How does this compare to actually being out there yourself, influencing the game from the pitch? “It’s completely different,” he acknowledges. “You have no control over the match. There are times when you wish you could put on a pair of boots and go out there with the lads. But it has its good points too. I get a great buzz when we win. It’s great when the team plays well, when everything you worked on in training comes together. “In saying that, I have to pay tribute to my fellow selectors Tom Fitzgerald and Tom Seery. Both are great clubmen and were tremendous help to me throughout the year. The whole committee were marvellous.” 

Caulry enjoyed a great season under the watchful eye of the 28-year-old Mayo man and only lost five times throughout the course of the year. These defeats came at the hands of St Malachy’s in the intermediate cup, to St Loman’s and Kilbeggan in the league, to Loughnavalley in the junior Cup final as well as that narrow defeat to Bunbrosna in the junior championship final. “We went 15 games without defeat before that replay, ten of which came in the championship, so that’s a record we can all be proud of.” John’s charges had barely recovered from the disappointment of the defeat to Bunbrosna when they suffered another setback, this time to Kilbeggan Shamrocks in the ACFL Division 3 final. The senior side recorded a comfortable 3-9 to 0-8 victory over Caulry in a moderately one-sided encounter. The club were also subjected to defeat in the replay of the junior ’B’ championship final. Mullingar Shamrocks were the culprits on this occasion, completing a two-in-a-row at the expense of Caulry. “The junior B side can be really proud of what they achieved last season. It was a great achievement just to get to the final and when they got there they gave Mullingar a real run for their money, especially in the drawn game.” 

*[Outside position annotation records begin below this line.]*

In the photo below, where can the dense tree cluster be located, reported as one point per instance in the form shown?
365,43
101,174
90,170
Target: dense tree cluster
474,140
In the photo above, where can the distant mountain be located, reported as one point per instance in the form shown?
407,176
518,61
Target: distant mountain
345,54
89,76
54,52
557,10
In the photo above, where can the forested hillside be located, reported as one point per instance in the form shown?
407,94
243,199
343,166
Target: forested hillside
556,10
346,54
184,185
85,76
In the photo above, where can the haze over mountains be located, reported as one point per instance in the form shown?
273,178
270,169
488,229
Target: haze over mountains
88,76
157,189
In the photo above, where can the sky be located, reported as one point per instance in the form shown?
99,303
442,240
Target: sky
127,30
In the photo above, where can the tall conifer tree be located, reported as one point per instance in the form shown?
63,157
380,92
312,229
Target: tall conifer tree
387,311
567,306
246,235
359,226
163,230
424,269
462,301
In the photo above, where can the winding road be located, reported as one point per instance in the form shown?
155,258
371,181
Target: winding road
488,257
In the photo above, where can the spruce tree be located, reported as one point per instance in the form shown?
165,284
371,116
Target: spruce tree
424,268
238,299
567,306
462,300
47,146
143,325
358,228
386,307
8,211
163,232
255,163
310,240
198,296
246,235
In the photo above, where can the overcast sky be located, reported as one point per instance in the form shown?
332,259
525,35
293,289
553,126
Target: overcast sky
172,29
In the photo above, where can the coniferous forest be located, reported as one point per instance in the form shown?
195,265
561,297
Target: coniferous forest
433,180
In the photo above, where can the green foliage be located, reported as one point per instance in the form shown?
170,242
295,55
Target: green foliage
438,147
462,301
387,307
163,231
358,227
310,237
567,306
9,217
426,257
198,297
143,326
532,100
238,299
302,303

Damien Killane was Caulry’s saviour when the sides met for the first time in Shandonagh. He soled through the heart of the Mullingar defence with time almost up and delivered the perfect finish to level the game. Killane’s score forced extra-time which was barely minutes old when substitute Benny Noone reacted cleverly to steer the ball into the back of the net, handing Caulry the advantage for the first time since the early stages of the match. Mullingar responded well and regained the lead at 1-15 to 1-13 with two minutes remaining before an Anslem Fitzgerald point and an Alan Rigney equaliser restored parity and forced a replay. Unfortunately for all concerned Caulry were defeated in the replay and denied the reward their efforts deserved. However disappointing it may have been, John refuses to dwell on the negatives and prefers instead to focus on the positives reaped from two county final appearances. “Look,” he insists, “we may have lost two county finals but at the end of the day our lads will have come on leaps and bounds from those games. It was great for the whole community to get that far, it brought the parish closer together. Believe me, nobody was as disappointed as I was when we lost those replays but what’s the use dwelling on the past? We have to come out next year and make up for those defeats. Every player knows how he felt after those games. They shouldn’t need any motivation.” 

John is also excited at the prospect of some of the club’s young stars making an impact next season.
“The club won under-16 honours two years ago and some of those lads have already broken through to the junior team. The club has a thriving underage section which is vital for any club who want to be successful at adult level.” 

So what does next season hold for Caulry? “I hope we can put last year’s disappointments behind us and win the junior championship,” John confirms. “It’s the least the players deserve. And I’m confident that they can do it.”